Winklevosses vs Facebook: Twins Back in Court
The Winklevoss Twins, who sued Facebook founder Mark Zuckerberg for allegedly copying their idea for the world’s most popular social networking site, are now taking the fight to a federal court in Boston, a day after they decided not to appeal a U.S. Supreme Court to undo a 2008 settlement with Zuckerberg.
The twins and partner Divya Narendra filed a report in the U.S. District Court for the District of Massachusetts on Thursday asking a judge to investigate whether or not Facebook intentionally or inadvertently suppressed evidence during earlier litigation between the two parties.

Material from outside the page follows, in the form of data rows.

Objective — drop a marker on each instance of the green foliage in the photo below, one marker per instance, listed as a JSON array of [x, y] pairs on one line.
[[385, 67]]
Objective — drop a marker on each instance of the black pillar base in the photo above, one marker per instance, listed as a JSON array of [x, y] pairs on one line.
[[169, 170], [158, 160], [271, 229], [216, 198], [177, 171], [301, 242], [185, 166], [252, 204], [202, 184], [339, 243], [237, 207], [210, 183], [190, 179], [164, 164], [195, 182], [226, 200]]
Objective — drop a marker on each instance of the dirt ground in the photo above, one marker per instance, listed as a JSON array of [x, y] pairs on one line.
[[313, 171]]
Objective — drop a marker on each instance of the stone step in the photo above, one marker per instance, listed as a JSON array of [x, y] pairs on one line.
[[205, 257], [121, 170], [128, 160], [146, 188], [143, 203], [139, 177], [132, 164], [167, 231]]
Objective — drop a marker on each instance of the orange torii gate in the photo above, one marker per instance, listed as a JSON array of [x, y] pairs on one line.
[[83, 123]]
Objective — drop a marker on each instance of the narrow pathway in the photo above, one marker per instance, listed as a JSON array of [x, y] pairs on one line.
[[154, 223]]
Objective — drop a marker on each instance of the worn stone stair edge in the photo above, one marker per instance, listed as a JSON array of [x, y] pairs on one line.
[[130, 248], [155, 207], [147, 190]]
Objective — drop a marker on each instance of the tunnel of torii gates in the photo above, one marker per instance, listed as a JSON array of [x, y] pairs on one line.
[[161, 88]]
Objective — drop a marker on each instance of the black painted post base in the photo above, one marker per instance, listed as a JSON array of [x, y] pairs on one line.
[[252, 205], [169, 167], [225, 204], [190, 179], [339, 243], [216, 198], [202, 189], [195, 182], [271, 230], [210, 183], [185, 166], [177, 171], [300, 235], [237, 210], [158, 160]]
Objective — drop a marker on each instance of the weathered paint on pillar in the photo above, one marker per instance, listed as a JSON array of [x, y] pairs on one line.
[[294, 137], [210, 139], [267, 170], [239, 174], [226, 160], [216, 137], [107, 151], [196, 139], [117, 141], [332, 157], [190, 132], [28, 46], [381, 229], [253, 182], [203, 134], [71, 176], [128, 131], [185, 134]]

On Wednesday, the Winklevosses and Narendra told a California court that they would not appeal a 2008 settlement they struck with Facebook and will accept their $65 million settlement. The trio filed papers with the U.S. Court of Appeals for the 9th Circuit in San Francisco saying that after careful consideration they had decided not to file a petition to take their case to the U.S. Supreme Court.
They had argued that the settlement should be thrown out because Facebook hadn't been honest about its own internal valuation at the time.
In April 2011, a federal appeals court ruled that former classmates of Facebook founder Mark Zuckerberg must abide by a deal they made when they fought Zuckerberg over ownership of the idea for a social networking site.
The 9th U.S. Circuit Court of Appeals said Cameron and Tyler Winklevoss were sophisticated enough to know what they were signing when they settled their original lawsuit in 2008. That settlement included a large cash payment of $65 million for the Winklevosses and Divya Narendra, their partner.
However, the Thursday filing has alternate legal grounds, although the goal is the same, namely to get more than their original 2008 $65 million settlement (in cash and private shares) from Facebook.
The argument for the Massachusetts case is that Facebook should have disclosed during the settlment the communications Mark Zuckerberg had with his associates back in 2003 and 2004 that pertained to the Winklevoss twins.
These conversations suggest that Zuckerberg intentionally delayed his work for the Winklevoss twins' social networking site, ConnectU, in order to launch Facebook first.
The original lawsuit was filed in 2004. The Winklevosses said Mark Zuckerberg, after promising to work on their social networking site, to be called HarvardConnection (later ConnectU), had essentially stolen the idea and some of the code, and broken an oral agreement. The dispute was famously portrayed in the Oscar nominated film The Social Network in 2010.